За каждой дверью пензенских и колымских общежитий, бараков и "хрущоб" каждый год 1 мая Наталья Николаевна отмечает два дня рождения: свой и наркома Ежова.

Даже дату рождения своей последней жертвы всесильный нарком определил лично.

"Я ставлю его портрет на стол, перед портретом свечу и просто разговариваю с отцом. Я говорю: что ты со мной сделал? Тебя-то уже нет, а я всю жизнь мыкаюсь, всю жизнь мне перевернул и искалечил. Вы знаете, - говорит Наталья Николаевна, - свеча начинает трепыхаться, как будто не нравится ему, что я с ним так. Я много лет думаю, о вине отца и считаю, что Бог его может быть когда-нибудь и простит. А вот люди никогда, потому что тогда не будет виноватых".

Маска скорби

При въезде в Магадан, на 4-м километре Колымской трассы, которая буквально вымощена костями заключенных, на сопке Крутая стоит Маска скорби работы Эрнста Неизвестного. Этот памятник жертвам политрепрессий торжественно открыли 14 лет назад. За это время здесь, где все "плачет" и "плачет" каменная девочка, побывал каждый из жителей Колымы. Единственный человек, который ни разу не принес сюда цветы, это дочь наркома Ежова.

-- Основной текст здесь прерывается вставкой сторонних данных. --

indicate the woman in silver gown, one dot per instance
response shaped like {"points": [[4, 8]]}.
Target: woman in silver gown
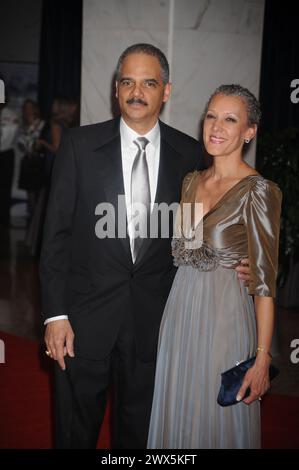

"Я могу туда пойти, мне никто не запрещает. И меня там никто не знает. Но я сама себе запретила это делать, потому что не имею морального права", - говорит Наталья Николаевна.

Именем Российской Федерации...

Всю жизнь Хаютину мучила одна и та же мысль, что она так и умрет дочерью врага народа. Она давно согласилась с тем, что Ежов оправданию не подлежит, но за собственную реабилитацию продолжала бороться. Несколько раз она обращалась в суд.

В последний раз судебный процесс длился три года.

Наталья Николаевна говорит, что 13 февраля 2008-го в Ольском райсуде прозвучали главные в ее жизни слова. Судья зачитал: "Именем Российской Федерации суд решил: заявление Натальи Николаевны Хаютиной удовлетворить".

А через полгода она обнаружила в своем почтовом ящике письмо из УВД по Магаданской области.

В нем было написано: "Уважаемая Наталья Николаевна! В соответствии с Законом РФ "О реабилитации жертв политических репрессий от 18.10.91г. № 1761-1 и решением Ольского районного суда Магаданской области от 13.02.2008 г. Вы признаны подвергшейся политической репрессии и реабилитированы".

К письму прилагалась справка о реабилитации.